I have multiple dataframes that look like this:
>df1
NAME
Josh
Sarah
Sammy
Jake
>df2
NAME
Josh
Sarah
Sammy
Mark
>df3
NAME
Josh
Michael
Mike
Adam
>df4
NAME
Josh
Michael
Mike
Adam
I want to create a new dataframe that contains the number of intersections these dfs have, so like this
>df.final
df1 df2 df3 df4
df1 4 3 1 4
df2 3 4 1 1
df3 1 1 4 4
df4 1 1 4 4
How can I achieve this? Essentially I'm looking to automate the intersect()
and length()
functions without manually typing them out.
#create the data
df1 <- data.frame(NAME=c("Josh", "Sarah", "Sammy", "Jake"))
df2 <- data.frame(NAME=c("Josh", "Sarah", "Sammy", "Mark"))
df3 <- data.frame(NAME=c("Josh", "Michael", "Mike", "Adam"))
df4 <- data.frame(NAME=c("Josh", "Michael", "Mike", "Adam"))
CodePudding user response:
#create the data
df1 <- data.frame(NAME=c("Josh", "Sarah", "Sammy", "Jake"))
df2 <- data.frame(NAME=c("Josh", "Sarah", "Sammy", "Mark"))
df3 <- data.frame(NAME=c("Josh", "Michael", "Mike", "Adam"))
df4 <- data.frame(NAME=c("Josh", "Michael", "Mike", "Adam"))
l <- c("df1","df2","df3","df4")
names(l) <- l
result <- outer(mget(l),mget(l), function(x,y)

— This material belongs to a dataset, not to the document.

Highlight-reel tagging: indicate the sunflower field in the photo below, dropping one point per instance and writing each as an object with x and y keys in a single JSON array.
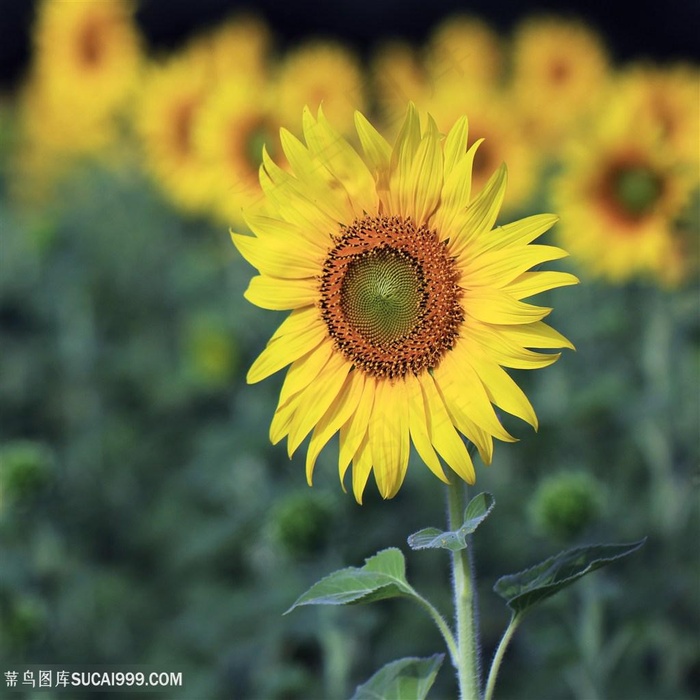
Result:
[{"x": 146, "y": 518}]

mapply(function(x,y) length(intersect(x$NAME , y$NAME)),x,y ) )
result
#> df1 df2 df3 df4
#> df1 4 3 1 1
#> df2 3 4 1 1
#> df3 1 1 4 4
#> df4 1 1 4 4
EDIT
Vectorize also works:
result <- outer(mget(l),mget(l), Vectorize(
function(x,y) length(intersect(x$NAME , y$NAME))))